『現代ファイナンス』バックナンバーNo.39(2017.11発行)

■リスクプレミアムを勘案した市場における期待インフレ率の抽出に関する実証分析

早稲田大学大学院商学研究科博士後期課程  湯山 智教
  早稲田大学大学院ファイナンス研究科  森平 爽一郎
 

[要約]

本稿では、BEI により期待インフレ率を抽出する際に、状態空間モデルにより、インフレリスクプレミアムと流動性リスクプレミアムを勘案した上で期待インフレ率を推計することを試みた。推計結果の解釈には一定の留意が必要なものの、単純なBEIは、状態変数として推計された期待インフレ率と比べると、リスクプレミアムのために平均的に40~70 bp程度下回っており、特にリーマンショック後にはその幅が100 bp超にまで達した可能性が示唆される。すなわち、単純なBEIは、市場における真の期待インフレ率を過少評価している可能性が高いと考えられる。なお、インフレリスクプレミアムは多くの期間でマイナス(0~-30 bpの間)の可能性が示唆された一方、流動性リスクプレミアムは平均で30~40 bp程度と推計され、特にリーマンショック後には100 bp超の水準にまで達し、リスクプレミアムの多くを説明している可能性がある。



■公的年金制度における給付削減策の延期オプション

一橋大学大学院国際企業戦略研究科  本多 俊毅

[要約]

日本の公的年金制度は、平成16年に大きな制度変更が行われた。重要な変更点のひとつは年金給付の削減策であり、導入時には公的年金財政の自動安定化装置とされた。しかし、物価スライド特例措置のために給付削減は進まなかった。この特例措置は終了したものの、平成16年改正の給付削減策にも、経済低迷時には削減しないという制限条項が設けられている。この制限条項は、物価や賃金の動向に依存して利得が定まるオプションと考えることができるが、オプション行使時に公的年金財政に与える影響は複雑である。本稿では公的年金の財政収支をモデル化したうえで、給付削減の延期によって生じた影響を試算した。試算によると、平成16年改正時の「基準ケース」から実績値が乖離し、さらに給付削減が延期されことによって、100兆円の年金積立金に対する年間の運用収益率で言うと5%程度の影響があったことが示唆された。
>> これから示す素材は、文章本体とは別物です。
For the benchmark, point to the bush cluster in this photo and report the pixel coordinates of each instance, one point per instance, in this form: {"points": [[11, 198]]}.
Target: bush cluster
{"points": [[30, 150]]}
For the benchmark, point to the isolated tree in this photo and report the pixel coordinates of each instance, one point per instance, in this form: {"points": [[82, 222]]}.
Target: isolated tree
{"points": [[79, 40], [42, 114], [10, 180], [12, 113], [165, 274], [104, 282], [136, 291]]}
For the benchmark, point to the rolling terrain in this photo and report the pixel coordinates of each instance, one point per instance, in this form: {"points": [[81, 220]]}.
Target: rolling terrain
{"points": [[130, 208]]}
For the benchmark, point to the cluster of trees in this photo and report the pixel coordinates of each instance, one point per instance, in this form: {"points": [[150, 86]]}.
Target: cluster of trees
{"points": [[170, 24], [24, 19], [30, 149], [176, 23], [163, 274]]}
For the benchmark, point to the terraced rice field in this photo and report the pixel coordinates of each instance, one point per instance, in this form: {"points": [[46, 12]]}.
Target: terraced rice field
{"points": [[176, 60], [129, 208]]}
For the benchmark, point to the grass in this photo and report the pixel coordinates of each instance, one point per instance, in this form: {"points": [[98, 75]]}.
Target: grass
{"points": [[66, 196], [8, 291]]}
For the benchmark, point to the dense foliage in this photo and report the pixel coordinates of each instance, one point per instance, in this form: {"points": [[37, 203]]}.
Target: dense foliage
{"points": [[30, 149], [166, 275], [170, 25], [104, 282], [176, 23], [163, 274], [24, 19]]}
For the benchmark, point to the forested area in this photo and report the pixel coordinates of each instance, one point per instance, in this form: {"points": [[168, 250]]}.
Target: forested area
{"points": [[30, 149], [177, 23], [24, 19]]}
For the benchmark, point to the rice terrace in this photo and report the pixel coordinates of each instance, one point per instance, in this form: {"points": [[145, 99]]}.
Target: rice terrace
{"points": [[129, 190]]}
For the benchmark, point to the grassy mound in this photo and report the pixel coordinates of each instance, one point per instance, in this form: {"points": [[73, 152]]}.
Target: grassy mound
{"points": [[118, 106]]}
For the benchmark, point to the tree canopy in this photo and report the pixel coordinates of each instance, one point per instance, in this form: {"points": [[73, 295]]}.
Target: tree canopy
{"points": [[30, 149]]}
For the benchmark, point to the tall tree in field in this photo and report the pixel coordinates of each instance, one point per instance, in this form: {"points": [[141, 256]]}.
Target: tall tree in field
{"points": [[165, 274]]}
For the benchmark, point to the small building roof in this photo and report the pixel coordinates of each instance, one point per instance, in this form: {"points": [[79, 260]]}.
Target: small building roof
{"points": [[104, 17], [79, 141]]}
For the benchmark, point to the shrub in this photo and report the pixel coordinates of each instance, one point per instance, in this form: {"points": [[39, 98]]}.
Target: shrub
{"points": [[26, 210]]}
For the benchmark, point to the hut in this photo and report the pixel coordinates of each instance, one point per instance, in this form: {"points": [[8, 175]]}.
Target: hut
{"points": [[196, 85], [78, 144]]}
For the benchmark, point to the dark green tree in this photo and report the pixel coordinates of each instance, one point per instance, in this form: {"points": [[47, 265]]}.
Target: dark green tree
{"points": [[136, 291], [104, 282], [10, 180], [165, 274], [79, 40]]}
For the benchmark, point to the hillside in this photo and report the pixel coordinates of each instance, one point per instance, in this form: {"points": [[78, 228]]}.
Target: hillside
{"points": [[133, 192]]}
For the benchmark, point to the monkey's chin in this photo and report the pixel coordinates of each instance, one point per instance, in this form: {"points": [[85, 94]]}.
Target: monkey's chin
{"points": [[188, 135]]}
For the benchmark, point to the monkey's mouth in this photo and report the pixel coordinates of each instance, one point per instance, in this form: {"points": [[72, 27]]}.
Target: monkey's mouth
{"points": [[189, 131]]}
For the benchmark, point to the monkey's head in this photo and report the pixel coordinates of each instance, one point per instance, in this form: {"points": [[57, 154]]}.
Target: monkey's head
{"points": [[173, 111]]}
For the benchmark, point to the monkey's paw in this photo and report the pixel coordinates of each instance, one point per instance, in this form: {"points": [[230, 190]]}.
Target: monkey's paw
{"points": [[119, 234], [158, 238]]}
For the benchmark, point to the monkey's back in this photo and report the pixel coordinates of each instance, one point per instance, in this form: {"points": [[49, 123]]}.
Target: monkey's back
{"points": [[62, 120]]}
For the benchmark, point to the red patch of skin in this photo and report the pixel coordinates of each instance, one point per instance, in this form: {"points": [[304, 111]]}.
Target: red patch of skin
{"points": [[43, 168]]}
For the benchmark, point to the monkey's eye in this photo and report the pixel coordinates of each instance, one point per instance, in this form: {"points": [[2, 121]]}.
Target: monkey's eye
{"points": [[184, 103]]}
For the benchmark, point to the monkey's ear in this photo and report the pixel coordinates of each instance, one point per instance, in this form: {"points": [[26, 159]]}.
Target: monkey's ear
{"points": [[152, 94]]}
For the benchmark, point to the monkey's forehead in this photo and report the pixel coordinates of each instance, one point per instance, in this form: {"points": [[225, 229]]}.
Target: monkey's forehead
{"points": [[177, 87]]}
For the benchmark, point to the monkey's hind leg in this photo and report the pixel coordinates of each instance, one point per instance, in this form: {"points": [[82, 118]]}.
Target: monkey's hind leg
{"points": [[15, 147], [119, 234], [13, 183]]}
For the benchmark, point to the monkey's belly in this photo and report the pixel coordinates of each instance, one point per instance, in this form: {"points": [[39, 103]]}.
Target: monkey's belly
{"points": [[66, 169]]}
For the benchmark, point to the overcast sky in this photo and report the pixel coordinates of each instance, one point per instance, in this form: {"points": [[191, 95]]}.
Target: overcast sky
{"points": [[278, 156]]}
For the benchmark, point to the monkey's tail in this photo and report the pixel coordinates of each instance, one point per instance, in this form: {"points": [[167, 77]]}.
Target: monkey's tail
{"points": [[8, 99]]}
■シクリカルな変数が格付けに与える影響-格付けはスルー・ザ・サイクルといえるのか-

アジア開発銀行研究所  根本 直子

[要約]

格付け会社は、格付けの付与に際して企業の事業リスクや財務指標などのファンダメンタルズを重視し、格付けが短期的な景気循環(ビジネスサイクル)に大きく左右されない手法を採用しており、その手法はスルー・ザ・サイクルと呼ばれている。本稿は、格付けが景気循環に左右されない動き(スルー・ザ・サイクル)を示しているのかを検証するために、米国、日本の企業を対象に、景気循環に連動するシクリカルな変数と事業リスクや財務リスクに関する要因がそれぞれ格付けに与える影響を測定した。本稿の研究により、(1)米国企業については企業の財務指標とともに、GDP成長率のようなシクリカルな変数が格付けに影響を与えている、(2)一方で日本企業については、シクリカルな変数と個別企業の格付けに米国のような相関性が認められなかった。本稿の結果は米国では格付けが格付け会社の想定以上に景気変動の影響を受けやすいという仮説を補強する結果を示しているが、その傾向は日本においては異なる。格付け変動の特徴や要因が明らかになれば、情報の非対称性を緩和する格付けの機能が高まる。また格付け会社の公表する規準と実際の格付けとが乖離しているとすれば、格付け利用者にとっては注意が必要となる。さらに格付けが資本賦課の計算に織り込まれている銀行の自己資本比率規制については、規制が貸出のプロシクリカリティを高めるという懸念が生じる。